Philippe Caza
Ce matin, à 8 h 45, j’ai chié une pendule. (Raymond Queneau en avait avalé une, lui. C’était peut-être moi, en fait…) Ce n’était pas une horloge comtoise, heureusement, seulement une pendule, boîtier en laiton, socle en marbre, cadran jauni à chiffres romains. C’est passé assez facilement. Ce qui m’a étonné, c’est qu’elle était à l’heure : j’ai aussitôt vérifié à mon réveil-matin sur ma table de chevet, à ma montre toute neuve made in France, à mon téléphone en ligne, etc. Elle était même à l’heure d’été à laquelle nous étions passés depuis quelques jours. Après ces vérifications je suis retourné aux chiottes. Deux chiens en régule sur socle de marbre ont suivi. J’avais une garniture de cheminée complète.
Pourtant, on n’est pas forcé d’accepter tout ce qui nous est adressé, surtout en pleine confination. Par exemple, dans l’enveloppe, au courrier, il y avait un chat. Le chat ne m’aimait pas. J’ai essayé de le vendre aux puces, mais elles n’en ont pas voulu. Je l’ai foutu par la fenêtre du 5e. Il est retombé sur ses pattes et se les est cassées toutes les quatre. Au matin, les éboueurs l’ont ramassé. (Merci aux éboueurs qui font partie des « invisibles » qui restent au boulot.)
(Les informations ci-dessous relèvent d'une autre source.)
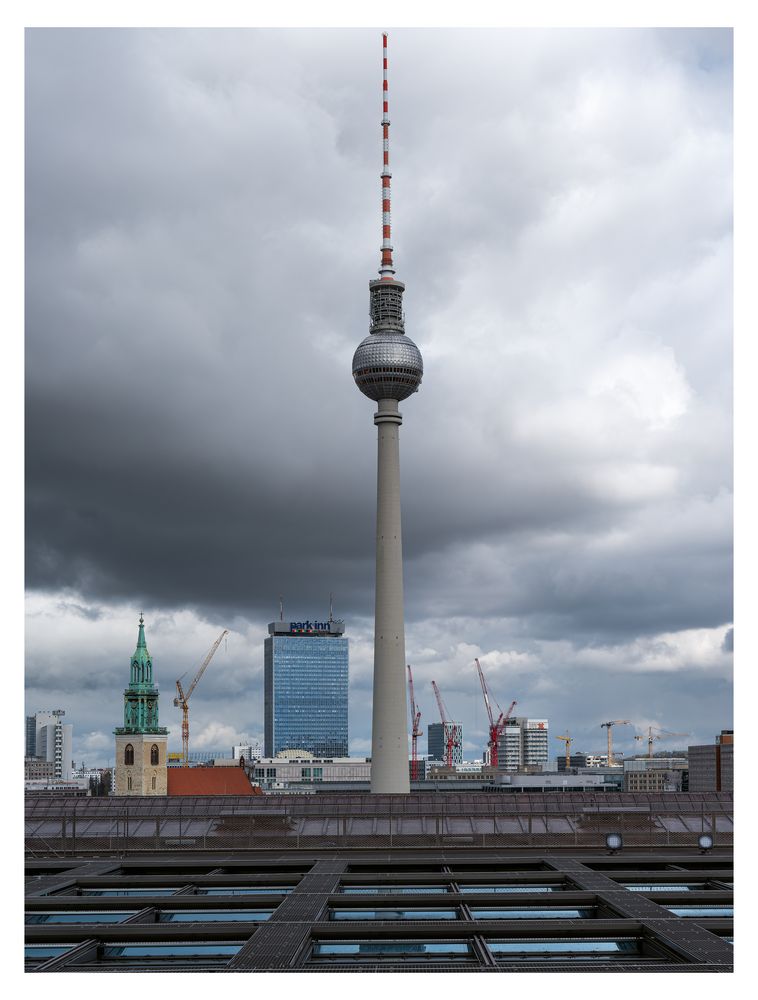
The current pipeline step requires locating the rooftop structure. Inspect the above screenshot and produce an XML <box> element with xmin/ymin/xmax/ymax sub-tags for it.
<box><xmin>353</xmin><ymin>34</ymin><xmax>424</xmax><ymax>793</ymax></box>
<box><xmin>26</xmin><ymin>788</ymin><xmax>733</xmax><ymax>973</ymax></box>
<box><xmin>167</xmin><ymin>764</ymin><xmax>262</xmax><ymax>796</ymax></box>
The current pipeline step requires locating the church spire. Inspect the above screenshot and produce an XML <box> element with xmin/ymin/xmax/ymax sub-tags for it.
<box><xmin>118</xmin><ymin>613</ymin><xmax>164</xmax><ymax>733</ymax></box>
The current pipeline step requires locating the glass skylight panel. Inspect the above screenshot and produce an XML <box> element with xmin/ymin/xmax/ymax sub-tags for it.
<box><xmin>341</xmin><ymin>883</ymin><xmax>448</xmax><ymax>895</ymax></box>
<box><xmin>26</xmin><ymin>910</ymin><xmax>137</xmax><ymax>924</ymax></box>
<box><xmin>80</xmin><ymin>885</ymin><xmax>182</xmax><ymax>896</ymax></box>
<box><xmin>329</xmin><ymin>908</ymin><xmax>458</xmax><ymax>920</ymax></box>
<box><xmin>195</xmin><ymin>885</ymin><xmax>292</xmax><ymax>896</ymax></box>
<box><xmin>24</xmin><ymin>944</ymin><xmax>74</xmax><ymax>962</ymax></box>
<box><xmin>158</xmin><ymin>910</ymin><xmax>274</xmax><ymax>924</ymax></box>
<box><xmin>487</xmin><ymin>938</ymin><xmax>641</xmax><ymax>960</ymax></box>
<box><xmin>471</xmin><ymin>906</ymin><xmax>595</xmax><ymax>920</ymax></box>
<box><xmin>101</xmin><ymin>941</ymin><xmax>244</xmax><ymax>961</ymax></box>
<box><xmin>458</xmin><ymin>883</ymin><xmax>562</xmax><ymax>892</ymax></box>
<box><xmin>665</xmin><ymin>906</ymin><xmax>734</xmax><ymax>917</ymax></box>
<box><xmin>312</xmin><ymin>940</ymin><xmax>471</xmax><ymax>961</ymax></box>
<box><xmin>621</xmin><ymin>882</ymin><xmax>705</xmax><ymax>892</ymax></box>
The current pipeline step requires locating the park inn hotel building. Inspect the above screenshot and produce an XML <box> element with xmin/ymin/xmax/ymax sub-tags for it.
<box><xmin>263</xmin><ymin>619</ymin><xmax>348</xmax><ymax>759</ymax></box>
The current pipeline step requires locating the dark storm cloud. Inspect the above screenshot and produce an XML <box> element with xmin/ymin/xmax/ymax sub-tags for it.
<box><xmin>26</xmin><ymin>29</ymin><xmax>732</xmax><ymax>760</ymax></box>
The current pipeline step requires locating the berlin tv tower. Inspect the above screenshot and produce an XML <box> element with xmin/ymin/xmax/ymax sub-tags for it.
<box><xmin>353</xmin><ymin>34</ymin><xmax>424</xmax><ymax>793</ymax></box>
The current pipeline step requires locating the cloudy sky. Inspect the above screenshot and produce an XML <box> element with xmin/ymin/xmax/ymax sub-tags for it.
<box><xmin>25</xmin><ymin>29</ymin><xmax>732</xmax><ymax>765</ymax></box>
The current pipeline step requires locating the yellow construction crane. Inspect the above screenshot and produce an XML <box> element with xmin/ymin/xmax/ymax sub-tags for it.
<box><xmin>174</xmin><ymin>628</ymin><xmax>229</xmax><ymax>767</ymax></box>
<box><xmin>634</xmin><ymin>726</ymin><xmax>690</xmax><ymax>757</ymax></box>
<box><xmin>600</xmin><ymin>719</ymin><xmax>631</xmax><ymax>767</ymax></box>
<box><xmin>555</xmin><ymin>732</ymin><xmax>571</xmax><ymax>771</ymax></box>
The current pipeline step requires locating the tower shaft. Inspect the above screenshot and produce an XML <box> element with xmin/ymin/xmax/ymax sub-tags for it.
<box><xmin>371</xmin><ymin>399</ymin><xmax>410</xmax><ymax>793</ymax></box>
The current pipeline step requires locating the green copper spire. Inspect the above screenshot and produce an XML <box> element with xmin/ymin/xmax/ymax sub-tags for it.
<box><xmin>116</xmin><ymin>613</ymin><xmax>168</xmax><ymax>734</ymax></box>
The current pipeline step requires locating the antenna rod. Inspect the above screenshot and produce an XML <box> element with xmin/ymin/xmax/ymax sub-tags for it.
<box><xmin>379</xmin><ymin>31</ymin><xmax>395</xmax><ymax>281</ymax></box>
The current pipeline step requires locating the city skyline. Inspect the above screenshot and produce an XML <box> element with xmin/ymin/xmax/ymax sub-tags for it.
<box><xmin>26</xmin><ymin>29</ymin><xmax>732</xmax><ymax>765</ymax></box>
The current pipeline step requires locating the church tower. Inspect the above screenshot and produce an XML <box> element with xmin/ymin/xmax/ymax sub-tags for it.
<box><xmin>114</xmin><ymin>615</ymin><xmax>168</xmax><ymax>795</ymax></box>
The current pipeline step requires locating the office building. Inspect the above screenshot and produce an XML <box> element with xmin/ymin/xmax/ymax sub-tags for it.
<box><xmin>232</xmin><ymin>740</ymin><xmax>263</xmax><ymax>760</ymax></box>
<box><xmin>248</xmin><ymin>754</ymin><xmax>371</xmax><ymax>789</ymax></box>
<box><xmin>353</xmin><ymin>34</ymin><xmax>424</xmax><ymax>793</ymax></box>
<box><xmin>35</xmin><ymin>708</ymin><xmax>74</xmax><ymax>781</ymax></box>
<box><xmin>263</xmin><ymin>618</ymin><xmax>348</xmax><ymax>757</ymax></box>
<box><xmin>426</xmin><ymin>722</ymin><xmax>463</xmax><ymax>764</ymax></box>
<box><xmin>624</xmin><ymin>754</ymin><xmax>692</xmax><ymax>792</ymax></box>
<box><xmin>687</xmin><ymin>729</ymin><xmax>734</xmax><ymax>792</ymax></box>
<box><xmin>497</xmin><ymin>716</ymin><xmax>548</xmax><ymax>771</ymax></box>
<box><xmin>114</xmin><ymin>615</ymin><xmax>168</xmax><ymax>795</ymax></box>
<box><xmin>24</xmin><ymin>715</ymin><xmax>37</xmax><ymax>757</ymax></box>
Ma chambre est toute embouquinée. (Comment en suis-je arrivé là ?) Je reste assis dans un bon fauteuil face à la bibliothèque, l’air de rien, mais tous mes neurones mobilisés. Quand les livres commencent à sortir de leur contexte, je suis prêt. Ils attaquent par petits groupes. Je brandis mon coupe-papier et je n’en épargne aucun. La bataille dure trois heures. Puis je décide de finir la soirée dans la resserre à légumes. J’emporte mon coupe-choux.